Douglas Buell/Staff Photo
                                Seattle mermaid Tessie LaMourea poses with the two girls who set up the party, Avery Cagle, left, and Danica Jensen.

Douglas Buell/Staff Photo Seattle mermaid Tessie LaMourea poses with the two girls who set up the party, Avery Cagle, left, and Danica Jensen.

Special needs girls revel in magical swim with mermaids

MARYSVILLE – Young girls with special needs had a magical dream-come-true day swimming with mermaids at the Marysville-Pilchuck High School pool.

The Junior Girl Scouts of Arlington Troop 40737 hosted a “Swim with a Mermaid” pool party for local girls with developmental disabilities who may not be invited as often to parties that typical kids take for granted.

Two mermaids from Seattle Mermaids were waiting in the water when girls from Arlington Public School’s Developmental Preschool Life Skills and Early Learning and Categorical programs arrived. Through bake sales and other fundraising, the junior scouts were able to make the event free for families, with some extra goodies thrown in.

Mara Boober of Arlington brought her 11-year-old daughter, Grace.

“My daughter loves being in the pool,” Boober said. “She was a little nervous at first, but she’s getting to swim with a mermaid, and her teacher, and she’s really excited about that.”

The look on Grace’s face – and the faces of other swimmers – said it all.

“She’s non-verbal, but I can see it in her smile and the way her eyes light up,” Boober said.

The day of splish-splashing may not have happened if not for two energetic junior scouts taking the plunge.

Fifth-grader Danica Jensen and fourth-grader Avery Cagle last March took charge of planning the event as part of their Bronze Award project, with help from their troop leader and fellow scouts.

“We’re giving the Life Skills girls and other girls a chance to swim with mermaids,” said Danica, a Pioneer Elementary student in her Girls Scout vest who walked the pool with clipboard in hand signing in families.

She couldn’t wait to get into her own bathing suit and join in. “It’s amazing that this many girls actually get to have fun with mermaids…”

Avery said she felt good about making a difference.

“We’re helping special education girls feel like they’re just like us, and it’s actually making our hearts feel really warm because they get to have fun,” said Avery, who was wearing an “I’d Rather be a Mermaid” t-shirt before jumping into the pool.

The event was extra meaningful for Avery, whose mom worked with disabled kids at a school in Maryville, Tenn., before the family moved to Arlington last summer, where they have relatives. “I’d go there, get to be with them and help out in the mornings.”

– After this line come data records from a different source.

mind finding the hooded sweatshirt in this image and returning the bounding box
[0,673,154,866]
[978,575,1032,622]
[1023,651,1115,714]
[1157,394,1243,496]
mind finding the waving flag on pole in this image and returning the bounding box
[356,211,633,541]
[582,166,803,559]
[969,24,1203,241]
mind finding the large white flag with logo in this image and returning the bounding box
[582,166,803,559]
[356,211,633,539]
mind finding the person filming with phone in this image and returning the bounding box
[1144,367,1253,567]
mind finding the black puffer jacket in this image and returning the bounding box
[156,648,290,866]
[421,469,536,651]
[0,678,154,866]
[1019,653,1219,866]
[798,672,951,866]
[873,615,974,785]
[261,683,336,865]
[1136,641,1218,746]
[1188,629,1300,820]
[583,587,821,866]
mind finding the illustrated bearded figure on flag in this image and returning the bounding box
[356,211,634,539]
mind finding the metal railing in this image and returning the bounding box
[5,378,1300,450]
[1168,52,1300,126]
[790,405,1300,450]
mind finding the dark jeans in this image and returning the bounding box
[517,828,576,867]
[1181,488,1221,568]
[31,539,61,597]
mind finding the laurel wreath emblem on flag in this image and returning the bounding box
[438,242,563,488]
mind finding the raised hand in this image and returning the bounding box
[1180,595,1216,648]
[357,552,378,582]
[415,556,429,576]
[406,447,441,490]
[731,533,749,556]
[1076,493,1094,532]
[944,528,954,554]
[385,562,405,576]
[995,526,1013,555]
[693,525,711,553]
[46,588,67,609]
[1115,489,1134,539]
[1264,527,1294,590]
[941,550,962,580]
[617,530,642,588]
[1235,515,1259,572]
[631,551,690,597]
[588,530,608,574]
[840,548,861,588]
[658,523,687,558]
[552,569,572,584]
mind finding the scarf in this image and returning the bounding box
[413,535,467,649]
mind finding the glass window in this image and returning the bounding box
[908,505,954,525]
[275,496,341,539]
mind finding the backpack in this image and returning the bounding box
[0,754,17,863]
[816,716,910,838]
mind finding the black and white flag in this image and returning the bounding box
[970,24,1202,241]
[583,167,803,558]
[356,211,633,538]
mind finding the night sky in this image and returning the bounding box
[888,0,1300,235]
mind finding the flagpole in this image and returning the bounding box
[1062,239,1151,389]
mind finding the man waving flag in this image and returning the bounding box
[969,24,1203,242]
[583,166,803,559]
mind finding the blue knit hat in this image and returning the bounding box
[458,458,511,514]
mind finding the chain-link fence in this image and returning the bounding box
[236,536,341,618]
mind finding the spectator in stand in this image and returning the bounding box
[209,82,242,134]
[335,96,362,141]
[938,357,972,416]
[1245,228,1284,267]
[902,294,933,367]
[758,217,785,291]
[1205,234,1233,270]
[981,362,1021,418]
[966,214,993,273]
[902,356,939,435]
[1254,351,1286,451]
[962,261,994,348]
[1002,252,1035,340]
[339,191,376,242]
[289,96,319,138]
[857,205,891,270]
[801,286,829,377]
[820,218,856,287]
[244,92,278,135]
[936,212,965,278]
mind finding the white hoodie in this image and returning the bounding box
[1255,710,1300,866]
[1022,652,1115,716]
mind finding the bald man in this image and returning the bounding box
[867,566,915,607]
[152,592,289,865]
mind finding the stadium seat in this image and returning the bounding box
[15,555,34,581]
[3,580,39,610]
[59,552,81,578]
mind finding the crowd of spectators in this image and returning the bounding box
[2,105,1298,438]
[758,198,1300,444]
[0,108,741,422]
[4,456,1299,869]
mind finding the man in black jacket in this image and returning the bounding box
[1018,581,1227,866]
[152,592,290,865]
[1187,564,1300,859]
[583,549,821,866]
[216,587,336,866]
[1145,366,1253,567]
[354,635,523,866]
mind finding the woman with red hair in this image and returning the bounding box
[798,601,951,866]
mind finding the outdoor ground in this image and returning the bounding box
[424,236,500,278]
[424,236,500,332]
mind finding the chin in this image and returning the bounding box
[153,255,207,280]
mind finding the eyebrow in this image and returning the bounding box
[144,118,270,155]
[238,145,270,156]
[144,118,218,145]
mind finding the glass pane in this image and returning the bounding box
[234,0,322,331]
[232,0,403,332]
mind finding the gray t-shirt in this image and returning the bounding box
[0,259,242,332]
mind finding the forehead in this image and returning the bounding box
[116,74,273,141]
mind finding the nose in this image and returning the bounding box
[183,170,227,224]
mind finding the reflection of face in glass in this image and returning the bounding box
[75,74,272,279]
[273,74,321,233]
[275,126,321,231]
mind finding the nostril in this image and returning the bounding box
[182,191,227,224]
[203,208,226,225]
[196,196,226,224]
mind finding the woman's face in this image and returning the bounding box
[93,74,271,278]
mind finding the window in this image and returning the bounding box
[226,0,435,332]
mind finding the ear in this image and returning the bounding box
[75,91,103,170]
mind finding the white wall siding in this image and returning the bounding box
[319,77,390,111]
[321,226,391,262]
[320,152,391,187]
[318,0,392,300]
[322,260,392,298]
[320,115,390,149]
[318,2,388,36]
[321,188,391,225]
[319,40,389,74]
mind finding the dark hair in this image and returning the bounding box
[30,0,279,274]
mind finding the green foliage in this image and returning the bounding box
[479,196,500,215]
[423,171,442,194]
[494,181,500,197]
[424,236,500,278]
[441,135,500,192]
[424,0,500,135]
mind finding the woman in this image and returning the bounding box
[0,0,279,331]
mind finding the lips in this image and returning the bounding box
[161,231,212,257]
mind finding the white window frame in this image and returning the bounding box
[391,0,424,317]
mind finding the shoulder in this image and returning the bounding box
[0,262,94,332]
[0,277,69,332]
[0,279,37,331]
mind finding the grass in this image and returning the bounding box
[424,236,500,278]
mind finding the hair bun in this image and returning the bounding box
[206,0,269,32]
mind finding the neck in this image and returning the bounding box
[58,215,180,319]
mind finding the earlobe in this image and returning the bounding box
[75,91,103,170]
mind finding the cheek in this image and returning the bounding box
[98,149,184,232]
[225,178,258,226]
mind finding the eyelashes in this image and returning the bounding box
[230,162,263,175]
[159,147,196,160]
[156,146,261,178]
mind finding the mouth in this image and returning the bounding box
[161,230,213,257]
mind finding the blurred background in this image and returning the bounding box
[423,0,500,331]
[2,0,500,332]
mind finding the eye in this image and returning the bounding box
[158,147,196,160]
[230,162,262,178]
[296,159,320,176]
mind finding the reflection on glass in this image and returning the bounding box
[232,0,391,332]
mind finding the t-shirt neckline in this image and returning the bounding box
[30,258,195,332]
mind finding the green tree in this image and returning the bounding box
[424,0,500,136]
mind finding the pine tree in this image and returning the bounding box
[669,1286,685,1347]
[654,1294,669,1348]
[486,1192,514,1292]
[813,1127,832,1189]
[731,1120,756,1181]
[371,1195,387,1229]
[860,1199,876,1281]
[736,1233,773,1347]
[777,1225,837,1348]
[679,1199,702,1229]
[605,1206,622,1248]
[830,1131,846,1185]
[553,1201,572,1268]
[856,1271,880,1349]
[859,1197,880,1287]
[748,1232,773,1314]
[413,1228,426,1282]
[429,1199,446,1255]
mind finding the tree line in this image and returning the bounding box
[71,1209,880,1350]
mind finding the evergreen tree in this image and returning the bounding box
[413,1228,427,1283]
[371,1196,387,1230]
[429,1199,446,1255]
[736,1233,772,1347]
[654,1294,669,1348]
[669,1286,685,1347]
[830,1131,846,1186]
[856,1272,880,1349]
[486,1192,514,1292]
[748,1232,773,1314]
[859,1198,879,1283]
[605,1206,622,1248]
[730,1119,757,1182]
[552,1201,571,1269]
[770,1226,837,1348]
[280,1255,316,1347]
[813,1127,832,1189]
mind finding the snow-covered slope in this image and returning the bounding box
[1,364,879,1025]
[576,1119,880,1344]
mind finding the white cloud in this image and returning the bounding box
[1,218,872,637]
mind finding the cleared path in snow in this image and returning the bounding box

Troop leader Christie Britton, a Life Skills teacher at Pioneer, said their older scouts had a money-raising swim with the Seattle Mermaids where they had 100 girls come out.

“Danica and Avery wanted to plan an event where girls with special needs would feel like typical kids and their whole family would feel welcome,” Britton said. “They were thoughtful and intentional in their planning, and it was touching to see all the special touches they came up with.”

The girls each got a goodie bag containing an Ariel doll from Disney’s “The Little Mermaid,” a Club Mermaid necklace and a mermaid swim patch. The girls also got their pictures taken in a marine photo display, which will be mounted in hand-made frames being designed by the Girl Scouts as a memento for the occasion.

Avery’s mom, Cinnamon Rader, said of the two girls, “They’re really psyched about their project.”

Danica’s mom, Becky said they rose to the occasion. “They’re feeling that responsibility, that leadership role of having something they can take charge of,” Jensen said.

The pair were happy with the turnout, which attracted about 18 girls.

Danica said, “We should do this again, but maybe with the boys, and Star Wars.”

Avery added, “Have Darth Vader sit in the water.”

They want to help everyone equally. “Boys are people, too,” Danica said.